ByNathan Jeffay, Nathan Jeffay

Opinion

Separation not co-operation is peace aim now

After Oslo, we longed to be good neighbours; today, it’s a question of turning our backs

May 6, 2010 10:32
2 min read

An Israeli television crew got a shock recently on a visit to the Palestinian city of Ramallah. For it seems that the "moderate" Palestinian Authority, upon which the world has pinned hopes for peace, has paid tribute to a terrorist. A brand new road-sign informed the TV crew that they were standing on Yahya Ayyash Street, named in honour of one of Hamas's most notorious bomb-makers. Ayyash, who was assassinated by Israel in 1996, also helped to direct suicide attacks that killed dozens of Israelis.

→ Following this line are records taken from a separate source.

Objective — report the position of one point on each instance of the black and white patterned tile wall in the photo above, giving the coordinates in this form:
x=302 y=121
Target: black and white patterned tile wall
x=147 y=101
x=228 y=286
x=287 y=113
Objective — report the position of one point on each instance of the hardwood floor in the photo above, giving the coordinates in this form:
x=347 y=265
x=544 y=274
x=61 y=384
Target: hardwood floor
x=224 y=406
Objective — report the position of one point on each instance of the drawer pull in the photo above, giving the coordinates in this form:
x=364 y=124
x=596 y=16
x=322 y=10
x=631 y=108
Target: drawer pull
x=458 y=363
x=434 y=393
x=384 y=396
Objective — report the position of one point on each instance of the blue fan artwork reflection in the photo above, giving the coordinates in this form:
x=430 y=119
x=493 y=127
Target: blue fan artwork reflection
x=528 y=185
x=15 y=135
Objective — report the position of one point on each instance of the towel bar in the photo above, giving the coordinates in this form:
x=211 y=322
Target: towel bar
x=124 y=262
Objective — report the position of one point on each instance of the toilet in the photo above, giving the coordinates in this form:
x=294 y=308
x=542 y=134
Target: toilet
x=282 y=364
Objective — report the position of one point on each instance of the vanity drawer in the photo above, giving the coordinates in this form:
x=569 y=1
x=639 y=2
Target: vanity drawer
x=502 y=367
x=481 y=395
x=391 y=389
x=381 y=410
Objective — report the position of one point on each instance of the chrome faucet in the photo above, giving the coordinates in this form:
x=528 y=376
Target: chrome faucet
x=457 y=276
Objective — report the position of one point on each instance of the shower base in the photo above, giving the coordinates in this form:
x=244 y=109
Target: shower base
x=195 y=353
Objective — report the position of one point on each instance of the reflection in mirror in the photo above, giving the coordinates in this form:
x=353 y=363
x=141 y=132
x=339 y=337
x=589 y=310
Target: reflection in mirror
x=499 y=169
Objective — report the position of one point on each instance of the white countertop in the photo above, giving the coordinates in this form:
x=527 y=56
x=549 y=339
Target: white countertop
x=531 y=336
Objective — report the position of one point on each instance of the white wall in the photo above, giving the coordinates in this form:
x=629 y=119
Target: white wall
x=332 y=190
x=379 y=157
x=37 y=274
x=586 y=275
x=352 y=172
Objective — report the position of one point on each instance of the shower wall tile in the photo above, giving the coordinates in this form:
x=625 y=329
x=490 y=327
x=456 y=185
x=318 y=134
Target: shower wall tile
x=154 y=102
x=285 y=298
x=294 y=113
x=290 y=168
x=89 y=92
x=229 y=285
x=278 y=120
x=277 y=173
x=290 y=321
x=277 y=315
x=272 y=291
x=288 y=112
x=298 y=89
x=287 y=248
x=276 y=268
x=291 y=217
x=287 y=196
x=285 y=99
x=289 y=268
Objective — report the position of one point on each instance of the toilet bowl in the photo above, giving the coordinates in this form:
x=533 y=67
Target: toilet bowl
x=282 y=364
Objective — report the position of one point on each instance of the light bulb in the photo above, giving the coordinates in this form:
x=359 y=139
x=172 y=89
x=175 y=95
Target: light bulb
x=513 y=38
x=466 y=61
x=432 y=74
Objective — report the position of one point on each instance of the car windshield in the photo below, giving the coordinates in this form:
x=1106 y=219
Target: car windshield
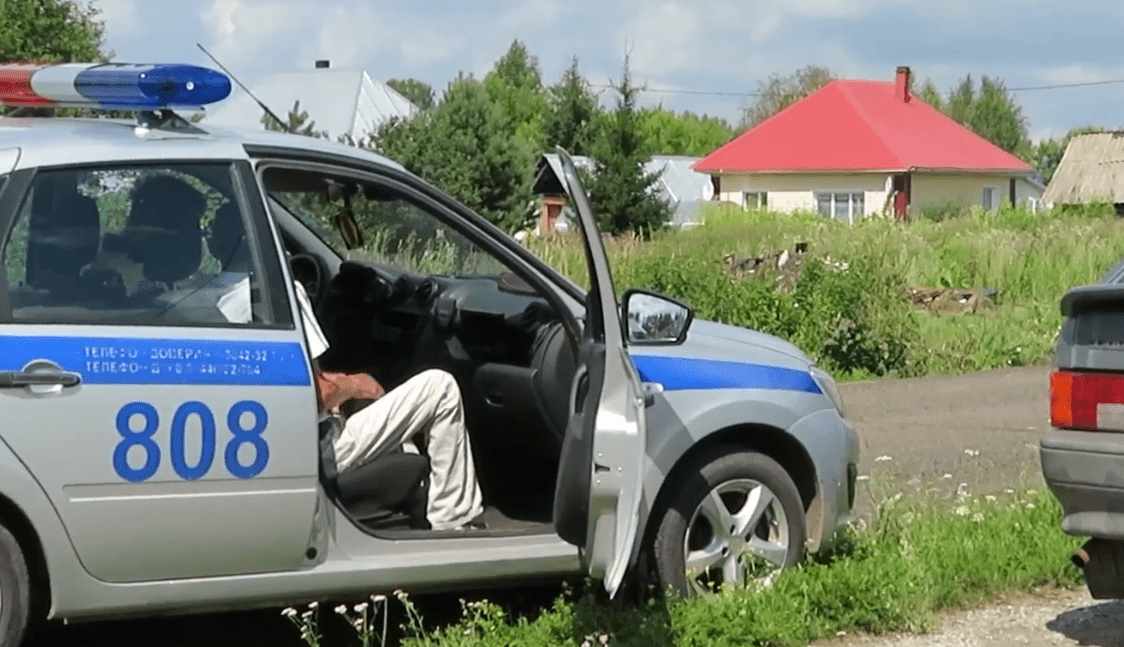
x=396 y=230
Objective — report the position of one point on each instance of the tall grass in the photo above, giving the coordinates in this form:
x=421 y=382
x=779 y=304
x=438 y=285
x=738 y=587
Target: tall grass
x=915 y=559
x=859 y=321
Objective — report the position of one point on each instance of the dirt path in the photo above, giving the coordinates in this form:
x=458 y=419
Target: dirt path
x=941 y=431
x=980 y=429
x=1053 y=618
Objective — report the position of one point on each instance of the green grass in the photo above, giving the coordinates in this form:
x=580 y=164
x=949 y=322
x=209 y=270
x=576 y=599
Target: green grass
x=915 y=559
x=859 y=322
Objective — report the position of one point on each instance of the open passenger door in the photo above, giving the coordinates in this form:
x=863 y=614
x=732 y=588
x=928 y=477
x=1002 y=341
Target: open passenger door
x=598 y=491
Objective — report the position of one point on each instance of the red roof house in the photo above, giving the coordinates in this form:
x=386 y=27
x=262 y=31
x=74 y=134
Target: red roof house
x=861 y=147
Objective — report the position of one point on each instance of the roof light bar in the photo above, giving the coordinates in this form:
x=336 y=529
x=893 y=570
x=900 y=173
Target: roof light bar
x=111 y=85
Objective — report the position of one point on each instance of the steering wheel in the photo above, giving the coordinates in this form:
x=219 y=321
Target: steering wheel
x=306 y=269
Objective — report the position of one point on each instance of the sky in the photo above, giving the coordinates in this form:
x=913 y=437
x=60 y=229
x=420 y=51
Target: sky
x=706 y=56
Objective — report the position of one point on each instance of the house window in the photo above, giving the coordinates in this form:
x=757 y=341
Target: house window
x=842 y=207
x=757 y=200
x=988 y=201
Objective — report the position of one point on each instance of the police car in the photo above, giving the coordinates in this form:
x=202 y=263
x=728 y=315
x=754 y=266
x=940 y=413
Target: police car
x=160 y=440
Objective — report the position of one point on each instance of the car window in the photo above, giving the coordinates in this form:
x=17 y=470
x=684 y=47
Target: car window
x=157 y=245
x=397 y=230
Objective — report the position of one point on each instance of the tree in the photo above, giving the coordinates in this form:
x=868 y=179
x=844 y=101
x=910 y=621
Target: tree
x=418 y=92
x=297 y=122
x=780 y=92
x=1047 y=154
x=464 y=146
x=668 y=133
x=516 y=84
x=991 y=112
x=621 y=189
x=571 y=112
x=59 y=30
x=930 y=94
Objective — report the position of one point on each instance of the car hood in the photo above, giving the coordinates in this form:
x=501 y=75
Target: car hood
x=722 y=342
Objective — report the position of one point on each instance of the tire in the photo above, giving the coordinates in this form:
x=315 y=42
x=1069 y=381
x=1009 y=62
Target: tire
x=688 y=524
x=15 y=590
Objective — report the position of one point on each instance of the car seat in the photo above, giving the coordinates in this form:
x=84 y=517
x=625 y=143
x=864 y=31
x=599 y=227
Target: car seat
x=163 y=229
x=379 y=493
x=227 y=237
x=64 y=233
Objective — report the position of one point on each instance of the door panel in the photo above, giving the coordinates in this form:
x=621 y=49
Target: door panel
x=604 y=447
x=172 y=418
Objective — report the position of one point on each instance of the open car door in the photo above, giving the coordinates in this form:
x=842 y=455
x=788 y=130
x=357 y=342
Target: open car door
x=597 y=497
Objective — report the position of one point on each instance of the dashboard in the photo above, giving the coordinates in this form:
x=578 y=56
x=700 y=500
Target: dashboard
x=496 y=335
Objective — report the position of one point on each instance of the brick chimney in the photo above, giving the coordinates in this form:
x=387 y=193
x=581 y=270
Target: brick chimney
x=902 y=87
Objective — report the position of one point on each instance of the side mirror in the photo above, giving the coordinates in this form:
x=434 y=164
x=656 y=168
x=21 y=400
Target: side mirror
x=652 y=318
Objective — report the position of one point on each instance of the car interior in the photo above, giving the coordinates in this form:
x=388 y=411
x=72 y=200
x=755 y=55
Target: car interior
x=429 y=299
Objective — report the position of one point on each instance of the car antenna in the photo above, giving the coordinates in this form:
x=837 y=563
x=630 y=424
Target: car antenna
x=264 y=107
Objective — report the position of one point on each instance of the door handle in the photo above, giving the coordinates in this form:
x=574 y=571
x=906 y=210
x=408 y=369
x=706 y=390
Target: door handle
x=19 y=379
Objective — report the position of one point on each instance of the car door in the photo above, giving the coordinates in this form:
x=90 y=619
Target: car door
x=598 y=491
x=152 y=379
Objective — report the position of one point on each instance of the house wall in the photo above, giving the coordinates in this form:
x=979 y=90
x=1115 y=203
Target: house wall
x=790 y=192
x=962 y=190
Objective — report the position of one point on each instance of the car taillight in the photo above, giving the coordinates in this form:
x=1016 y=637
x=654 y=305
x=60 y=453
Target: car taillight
x=1093 y=401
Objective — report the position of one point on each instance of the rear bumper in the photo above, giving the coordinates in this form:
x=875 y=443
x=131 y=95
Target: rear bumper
x=1085 y=470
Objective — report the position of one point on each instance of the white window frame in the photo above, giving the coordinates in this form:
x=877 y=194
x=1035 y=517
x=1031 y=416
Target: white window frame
x=852 y=217
x=991 y=192
x=754 y=200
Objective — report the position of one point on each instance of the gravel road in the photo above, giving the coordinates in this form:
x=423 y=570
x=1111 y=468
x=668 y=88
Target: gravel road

Ramallah is the PA's administrative capital. The street in question is used by numerous top PA officials every day - it is alongside the office of Prime Minister Salam Fayyad and the building site for the new presidential compound. So this is hardly a hidden or unapproved move.

America tried this week to restart negotiations, which is certainly good news in this troubled region. But whatever is decided in talks on borders and the like, the messages the respective authorities send to their people about the other side are vitally important. During the Oslo peace process of the 1990s, there was an almost utopian sense on both sides that attitudes towards the other could change to such an extent that feelings of enmity could be transformed into friendship. The peace process, it was hoped - indeed, even expected - would bring forth an era of mutually advantageous coexistence.

Today, the vision is very different - from both sides. The two-state solution is no longer viewed as a prelude to marriage but as a route to divorce. A "quickie" divorce at that, based on a perceived urgent need for the two sides to go their separate ways in fear of what could happen otherwise.